Before the Green Growth Policy, 96% of South Korea's energy sources had been imported. In order to honor their new policy, South Korean politicians worked to encourage energy independence while promoting green technologies and the new industry's green structure. To highlight green technologies, green lifestyles, transportation (public buses and intricate subway systems) along with sustainable water and land use were introduced to the South Korean citizens.

Despite the movement of the Green Growth Policy, there are flaws in the goals that are set to reduce the usage of nonrenewable energy. For example, President Lee Myeong Bak's target of increasing South Korea's renewable usage to 20.1% by 2029 is lackluster considering that other countries such as Sweden has set their goal for a 100% of their energy to come from renewable sources. Some countries like Costa Rica and Scotland have been successful in generating 97-98% of their energy from renewable energy sources.

=== Five Year Action Plan ===
The Five Year Action Plan was a plan that was introduced to help initiate the Green Growth Policy and kickstart green technological advancements. The Five Year Action Plan prioritized urban planning, buildings, and transportation and took place in 2009 till 2013. Not only did the Five Year Action Plan work to promote and create a new market for new and renewable energy (NRE) but it also helped to create almost 960,000 green jobs which ultimately helped the country overcome an economic crisis. Jobs were created for development of certain green technologies such as silicon based solar cells and smart grids.

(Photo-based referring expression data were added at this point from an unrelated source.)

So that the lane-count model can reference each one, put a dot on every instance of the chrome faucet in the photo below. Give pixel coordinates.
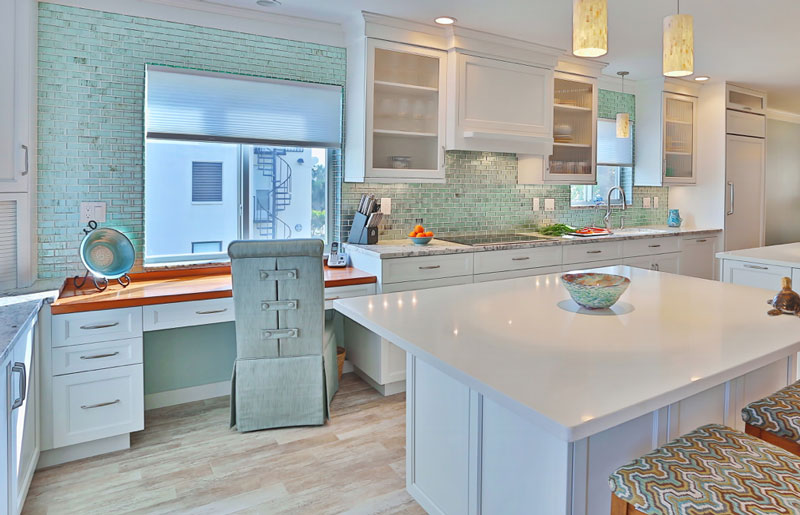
(607, 218)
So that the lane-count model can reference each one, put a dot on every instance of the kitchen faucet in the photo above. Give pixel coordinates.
(607, 218)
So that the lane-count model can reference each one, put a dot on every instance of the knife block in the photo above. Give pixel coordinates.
(360, 233)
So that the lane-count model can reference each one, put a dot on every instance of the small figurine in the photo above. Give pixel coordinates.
(786, 301)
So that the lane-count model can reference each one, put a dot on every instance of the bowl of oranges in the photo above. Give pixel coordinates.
(420, 236)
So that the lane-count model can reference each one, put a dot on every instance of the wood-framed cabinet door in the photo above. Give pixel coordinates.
(679, 132)
(405, 111)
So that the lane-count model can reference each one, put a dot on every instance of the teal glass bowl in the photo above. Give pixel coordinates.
(107, 253)
(595, 291)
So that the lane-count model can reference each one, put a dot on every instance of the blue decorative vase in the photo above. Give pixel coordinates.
(674, 219)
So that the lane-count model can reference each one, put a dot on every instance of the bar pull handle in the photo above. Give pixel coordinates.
(99, 356)
(99, 326)
(732, 198)
(101, 404)
(20, 369)
(27, 161)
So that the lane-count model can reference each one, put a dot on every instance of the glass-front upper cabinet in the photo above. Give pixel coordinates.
(405, 112)
(574, 130)
(680, 139)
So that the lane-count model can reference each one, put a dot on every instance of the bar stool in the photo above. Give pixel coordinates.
(711, 470)
(776, 418)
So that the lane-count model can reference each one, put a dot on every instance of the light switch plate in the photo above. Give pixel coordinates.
(386, 206)
(93, 211)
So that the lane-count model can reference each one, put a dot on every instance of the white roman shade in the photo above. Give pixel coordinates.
(192, 105)
(612, 150)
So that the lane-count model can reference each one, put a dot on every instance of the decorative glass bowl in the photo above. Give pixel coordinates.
(595, 291)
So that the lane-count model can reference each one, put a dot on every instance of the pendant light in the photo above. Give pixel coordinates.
(589, 28)
(678, 60)
(623, 119)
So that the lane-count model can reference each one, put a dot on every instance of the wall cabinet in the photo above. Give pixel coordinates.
(398, 126)
(499, 106)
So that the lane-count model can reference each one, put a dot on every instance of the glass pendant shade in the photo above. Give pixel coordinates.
(678, 47)
(589, 28)
(623, 125)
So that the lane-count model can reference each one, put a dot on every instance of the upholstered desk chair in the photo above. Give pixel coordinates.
(285, 372)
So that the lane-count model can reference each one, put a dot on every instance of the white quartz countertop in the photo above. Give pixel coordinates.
(577, 374)
(389, 249)
(781, 255)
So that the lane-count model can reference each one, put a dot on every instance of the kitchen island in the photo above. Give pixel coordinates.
(518, 402)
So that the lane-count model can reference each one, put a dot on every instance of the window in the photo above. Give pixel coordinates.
(230, 157)
(614, 168)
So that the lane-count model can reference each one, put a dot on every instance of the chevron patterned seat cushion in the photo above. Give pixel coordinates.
(779, 413)
(712, 470)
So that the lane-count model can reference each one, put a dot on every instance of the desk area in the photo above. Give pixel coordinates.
(92, 353)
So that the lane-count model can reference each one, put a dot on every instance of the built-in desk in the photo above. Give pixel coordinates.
(92, 372)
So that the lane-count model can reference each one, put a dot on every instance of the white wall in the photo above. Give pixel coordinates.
(783, 182)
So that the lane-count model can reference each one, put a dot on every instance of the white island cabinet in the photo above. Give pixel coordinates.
(519, 403)
(762, 267)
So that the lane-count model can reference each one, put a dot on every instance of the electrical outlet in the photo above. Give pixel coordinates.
(93, 211)
(386, 206)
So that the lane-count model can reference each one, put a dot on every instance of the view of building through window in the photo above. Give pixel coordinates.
(265, 192)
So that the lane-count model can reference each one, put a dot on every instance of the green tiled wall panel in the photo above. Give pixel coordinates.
(91, 91)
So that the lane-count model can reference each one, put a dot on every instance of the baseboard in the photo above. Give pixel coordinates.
(79, 451)
(383, 389)
(182, 395)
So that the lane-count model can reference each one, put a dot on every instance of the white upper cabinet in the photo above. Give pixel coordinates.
(17, 95)
(666, 133)
(748, 100)
(499, 106)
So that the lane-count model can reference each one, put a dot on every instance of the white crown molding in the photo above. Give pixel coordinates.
(208, 14)
(783, 116)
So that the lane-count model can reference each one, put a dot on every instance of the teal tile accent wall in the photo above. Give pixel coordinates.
(482, 194)
(91, 91)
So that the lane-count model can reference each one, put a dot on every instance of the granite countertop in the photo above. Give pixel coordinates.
(15, 313)
(404, 248)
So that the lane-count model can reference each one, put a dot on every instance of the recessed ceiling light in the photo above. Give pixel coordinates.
(445, 20)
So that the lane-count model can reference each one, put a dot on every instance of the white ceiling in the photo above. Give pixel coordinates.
(754, 43)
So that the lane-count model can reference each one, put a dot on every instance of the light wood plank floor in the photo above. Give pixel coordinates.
(188, 461)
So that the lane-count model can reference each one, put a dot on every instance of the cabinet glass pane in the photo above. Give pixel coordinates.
(678, 143)
(745, 100)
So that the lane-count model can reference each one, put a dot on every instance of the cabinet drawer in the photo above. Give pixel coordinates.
(516, 259)
(96, 356)
(746, 124)
(343, 292)
(96, 326)
(650, 246)
(98, 404)
(183, 314)
(426, 267)
(586, 252)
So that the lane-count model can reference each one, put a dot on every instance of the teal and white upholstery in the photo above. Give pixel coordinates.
(712, 470)
(285, 372)
(778, 413)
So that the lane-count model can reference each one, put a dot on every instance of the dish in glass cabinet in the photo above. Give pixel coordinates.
(595, 290)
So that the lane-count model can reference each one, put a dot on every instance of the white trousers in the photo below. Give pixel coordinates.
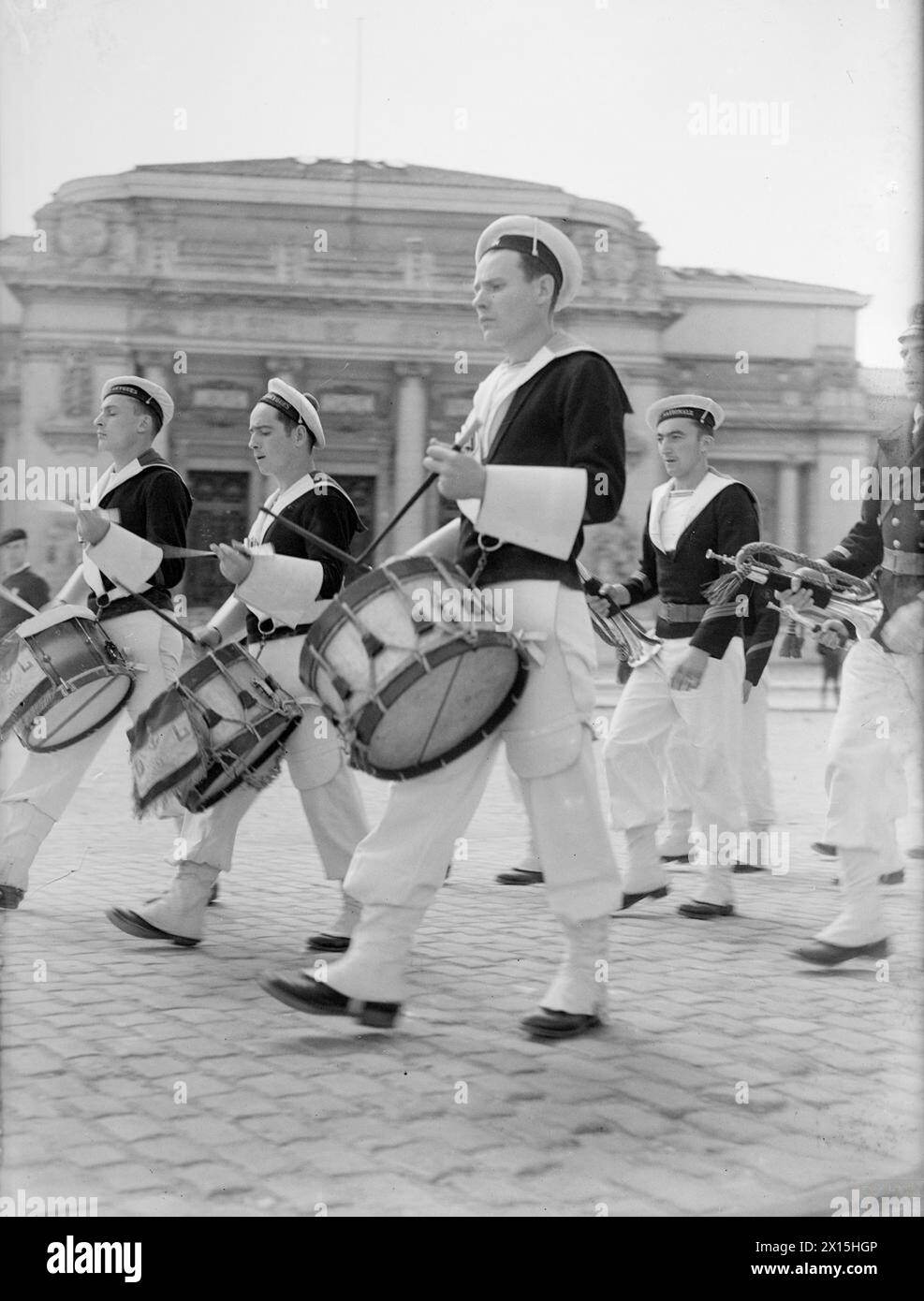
(874, 734)
(401, 864)
(755, 776)
(317, 767)
(710, 724)
(46, 783)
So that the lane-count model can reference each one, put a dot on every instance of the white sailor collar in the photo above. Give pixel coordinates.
(710, 486)
(110, 477)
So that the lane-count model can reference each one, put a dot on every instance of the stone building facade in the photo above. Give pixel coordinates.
(353, 281)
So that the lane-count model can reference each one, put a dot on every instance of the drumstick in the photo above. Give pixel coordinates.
(429, 481)
(317, 541)
(17, 600)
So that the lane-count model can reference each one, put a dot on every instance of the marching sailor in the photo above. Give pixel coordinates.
(696, 683)
(548, 456)
(284, 431)
(881, 682)
(139, 505)
(755, 771)
(19, 577)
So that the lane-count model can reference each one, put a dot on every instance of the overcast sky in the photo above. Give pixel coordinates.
(623, 100)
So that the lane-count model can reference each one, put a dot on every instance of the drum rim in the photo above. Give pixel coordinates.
(107, 718)
(410, 674)
(369, 586)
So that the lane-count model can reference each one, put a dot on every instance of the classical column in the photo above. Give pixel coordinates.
(410, 444)
(787, 509)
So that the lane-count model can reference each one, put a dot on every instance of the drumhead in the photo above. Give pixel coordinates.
(463, 694)
(60, 720)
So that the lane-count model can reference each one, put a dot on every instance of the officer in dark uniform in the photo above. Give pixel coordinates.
(17, 577)
(879, 718)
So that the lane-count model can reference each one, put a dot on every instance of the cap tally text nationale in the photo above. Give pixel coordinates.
(301, 407)
(687, 406)
(156, 400)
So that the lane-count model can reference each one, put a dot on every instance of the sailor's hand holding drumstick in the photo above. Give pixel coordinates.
(234, 561)
(461, 475)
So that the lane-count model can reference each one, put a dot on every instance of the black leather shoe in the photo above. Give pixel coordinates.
(134, 925)
(310, 996)
(627, 900)
(831, 955)
(697, 908)
(550, 1024)
(887, 878)
(324, 943)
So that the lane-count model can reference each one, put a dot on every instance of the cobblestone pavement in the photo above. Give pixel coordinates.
(730, 1079)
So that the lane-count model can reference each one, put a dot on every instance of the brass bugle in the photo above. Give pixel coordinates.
(620, 630)
(829, 579)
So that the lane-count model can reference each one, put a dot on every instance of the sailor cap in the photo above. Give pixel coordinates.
(156, 400)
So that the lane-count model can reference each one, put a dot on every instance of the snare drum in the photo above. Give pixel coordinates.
(62, 678)
(222, 724)
(413, 667)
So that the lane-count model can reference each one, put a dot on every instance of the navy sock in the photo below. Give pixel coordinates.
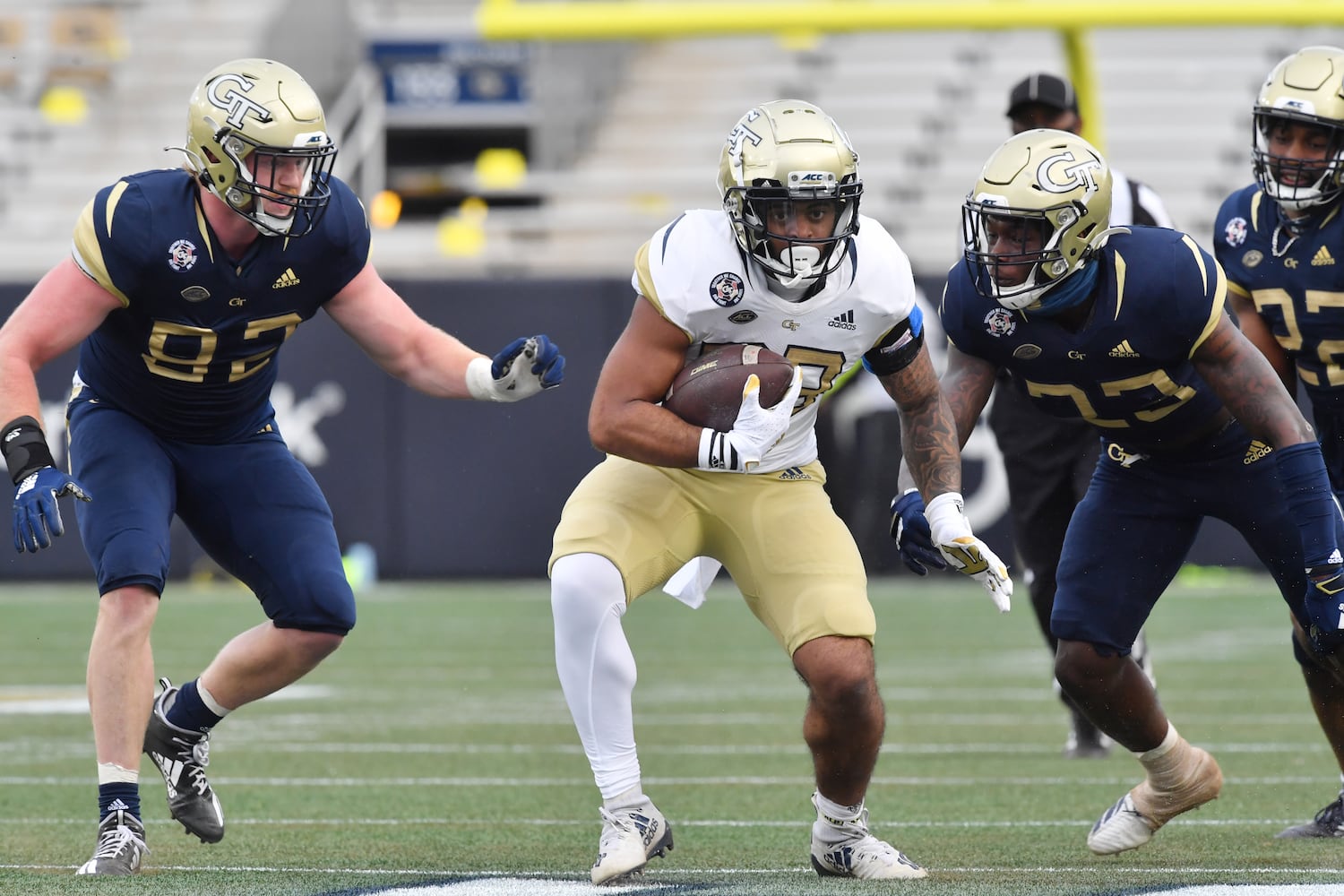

Although South Korea has been dedicating around 2% of their GDP annually (US$23 billion), almost double the recommended amount suggested by the UN, private investments were needed to invest in NRE. The private investments assisted in creating a market and creating a flow of supply and demand for NRE technologies. During this phase, almost 30 different South Korean companies had invested approximately US$13.6 billion in NRE technologies. The investments from the private businesses positively impacted on reducing GHG emissions by marketing green technology. According to the environmental investment assessment of GHG that was launched in 2010, roughly 11.47 million tons of GHG emissions from their annual emission of 595.95 million tons of GHG has been reduced due to the development of 53 new businesses in the green technology field.

=== Pollution in the Seoul Metro ===
Reducing dust pollution in the Seoul Metro system was the target of a ₩300 billion investment programme spread over three years and commencing in 2024, at which date around 7 million passengers daily used the system. The aim was to install improved ventilation, air conditioning, less dusty tunnel beds, dust-trap mats at turnstiles, and publicly available information as to platform pollution. The intention was to reduce the then average pollution concentration from 38.8 μg/m3 to 32 μg/m3 by 2026. The legal limit was 50 μg/m3.